3. The device for observing the accumulated water level in the goaf of the coal mine according to claim 2, wherein the device comprises: the tooth groove of the gear (5) is matched with the tooth of the rack (10), and the tooth groove of the rack (10) is matched with the tooth of the gear (5).

4. The device for observing the accumulated water level in the goaf of the coal mine according to claim 2, wherein the device comprises: the inner diameter of the sliding groove (8) is matched with the outer diameter of the sliding block (9), and the cross section of the sliding groove (8) sliding into the sliding block (9) is T-shaped.

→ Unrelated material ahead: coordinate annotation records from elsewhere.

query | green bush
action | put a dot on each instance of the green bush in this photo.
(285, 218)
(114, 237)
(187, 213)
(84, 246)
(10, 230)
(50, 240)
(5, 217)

5. The device for observing the accumulated water level in the goaf of the coal mine according to claim 2, wherein the device comprises: the limiting assembly comprises a fixed block (11), a second motor (12) is arranged at the upper end of the right side of the operating groove (2), a loop bar (13) is fixedly connected to the left end of the second motor (12), and limiting grooves (14) are formed in the loop bar (13) in an array mode.

6. The device for observing the accumulated water level in the goaf of the coal mine according to claim 5, wherein the device comprises: the telescopic assembly comprises a loop bar (13), a plug bar (15) is movably inserted into the left end of the loop bar (13), a second movable groove (16) is formed in the loop bar (13), a second spring (17) is longitudinally arranged in the second movable groove (16), a limiting block (18) is fixedly connected to the lower end of the second spring (17), a pull rod (19) is fixedly connected to the upper end of the limiting block (18), and a limiting hole (20) is formed in the plug bar (15).

7. The device for observing the accumulated water level in the goaf of the coal mine according to claim 6, wherein: the outer diameter of the limiting block (18) is matched with the inner diameter of the limiting hole (20), and a plurality of groups of limiting holes (20) are formed in an equidistant mode.